Peki ne oldu da böyle bir “aydınlanma” yaşadı Aydın Doğan’ın Hürriyet’i?
Kulislerde çok çarpıcı iddialar konuşuluyor.
Aydın Doğan için “yolun sonu” deniliyor. Özellikle bugün Yeni Akit’in sürmanşetinde yer alan “İdrisler iblisleri sattı” sürmanşetinin bir işaret fişeği olduğundan söz ediliyor. İnternet sitelerine de yansıyan iddialara göre, üst düzey yargı mensupları, TÜSİAD’ın bazı üyelerine ve Aydın Doğan’a operasyon yapılacak!

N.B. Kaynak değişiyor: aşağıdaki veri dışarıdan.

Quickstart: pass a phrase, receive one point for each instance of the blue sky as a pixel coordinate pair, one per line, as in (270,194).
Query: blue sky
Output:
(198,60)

Yeni Akit’in sürmanşetinde yer alan haberde İdris Bal’ın, parti kurduğu dönemde FETÖ mensuplarıyla yaptıkları toplantıların detaylarını anlattığı, Gezi’den bu tarafa FETÖ’nün planlarına maddi manevi destek veren kişi ve kuruluşları da ifşa ettiği iddia edildi.
İdris Naim Şahin ve İdris Bal’ın ifşaatları sonrası Emniyet, yargı ve bürokraside yuvalanan kripto paralelcilere yönelik kapsamlı operasyonların yapılacağı öğrenilirken, özellikle Gezi olayları sırasında dış destekli terör gruplarına destek veren TÜSİAD üyesi önemli isimlere de operasyon yapılabileceği belirtildi. İki İdris’in savcılara verdiği önemli bilgiler sonrası operasyonların, FETÖ’nün şantajıyla hareket ettiği ileri sürülen Aydın Doğan’a kadar uzanabileceği ifade edildi.
FETÖ’nün baskısıyla parti kurdurulan iki ismin, AK Parti teşkilatlarında halen görev yapan kripto paralelci isimleri de deşifre ettiği öğrenildi. 17/25 Aralık darbe sürecinde şantaj ve baskıyla AK Parti’yi bölme görevi verilen İdris Naim Şahin ve İdris Bal’ın, darbe sürecinde kendileriyle yapılan toplantılara katılan AK Partili isimlerden bazılarının partide halen önemli görevlerde bulunduklarını anlattıkları da öğrenildi.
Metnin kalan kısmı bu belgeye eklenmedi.